Mr Netanyahu now heads a 94-member coalition which is one of the broadest alliances in the 120-seat parliament in Israeli history.

He and Mr Mofaz pledged an unspecified reform of the political system, to protect the economy

Kadima had resisted joining the government when former foreign minister Tzipi Livni was at the party’s helm, because she did not think Mr Netanyahu was serious about reaching a peace deal with the Palestinians.

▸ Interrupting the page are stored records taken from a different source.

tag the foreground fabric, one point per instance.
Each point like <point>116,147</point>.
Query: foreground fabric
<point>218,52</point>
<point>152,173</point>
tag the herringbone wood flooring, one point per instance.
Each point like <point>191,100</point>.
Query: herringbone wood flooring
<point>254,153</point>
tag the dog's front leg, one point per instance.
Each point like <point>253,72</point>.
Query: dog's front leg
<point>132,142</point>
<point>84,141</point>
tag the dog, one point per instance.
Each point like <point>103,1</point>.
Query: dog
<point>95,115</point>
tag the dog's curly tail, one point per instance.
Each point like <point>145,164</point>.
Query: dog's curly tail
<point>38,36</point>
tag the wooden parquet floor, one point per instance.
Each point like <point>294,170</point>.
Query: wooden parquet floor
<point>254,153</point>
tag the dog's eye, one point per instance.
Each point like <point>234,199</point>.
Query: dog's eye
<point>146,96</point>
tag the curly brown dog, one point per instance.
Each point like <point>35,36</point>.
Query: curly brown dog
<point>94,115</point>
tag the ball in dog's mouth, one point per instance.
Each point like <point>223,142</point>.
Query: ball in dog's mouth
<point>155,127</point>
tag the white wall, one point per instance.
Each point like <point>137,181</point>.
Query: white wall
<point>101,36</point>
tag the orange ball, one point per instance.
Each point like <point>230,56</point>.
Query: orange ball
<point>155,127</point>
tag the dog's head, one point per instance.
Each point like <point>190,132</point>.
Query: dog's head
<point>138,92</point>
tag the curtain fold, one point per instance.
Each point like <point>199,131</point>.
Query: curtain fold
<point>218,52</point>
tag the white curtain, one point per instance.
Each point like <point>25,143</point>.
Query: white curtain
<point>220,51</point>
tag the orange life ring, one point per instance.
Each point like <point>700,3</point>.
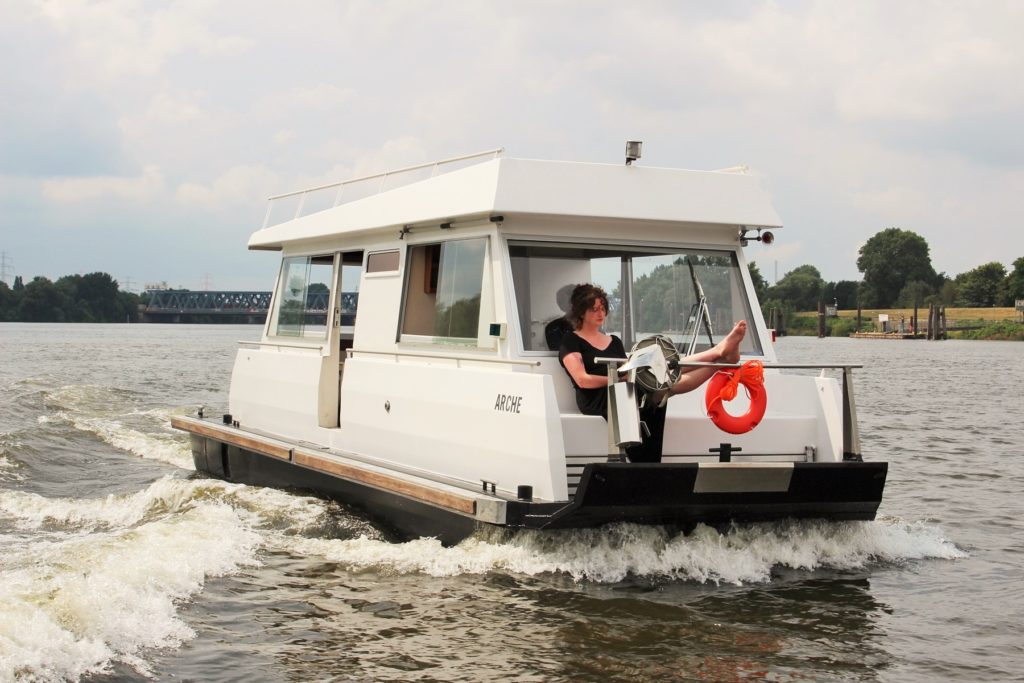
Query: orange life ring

But Mr Mofaz
ousted Ms Livni in Kadima’s leadership vote last month.

Peace talks with the Palestinians have been frozen throughout Mr Netanyahu’s three-year term due to disagreements over Jewish settlements in the occupied West Bank and east Jerusalem.

He vowed to pursue a “responsible peace process” and said: “We are prepared to engage them at any time, any place.”

But the Palestinians have dismissed Mr Netanyahu’s comments as rhetoric and remain deeply sceptical.

Meanwhile senior Palestinian peace negotiator Saeb Erekat was taken to hospital yesterday after suffering a serious heart attack.

Dr Ahmed Bitwai, head of Ramallah hospital in the West Bank, confirmed yesterday that Mr Erekat had a “sharp” attack early yesterday and was taken to the hospital for a heart catheterisation.

Mr Erekat has been a leading negotiator with Israel in talks over Palestinian independence during the past two decades.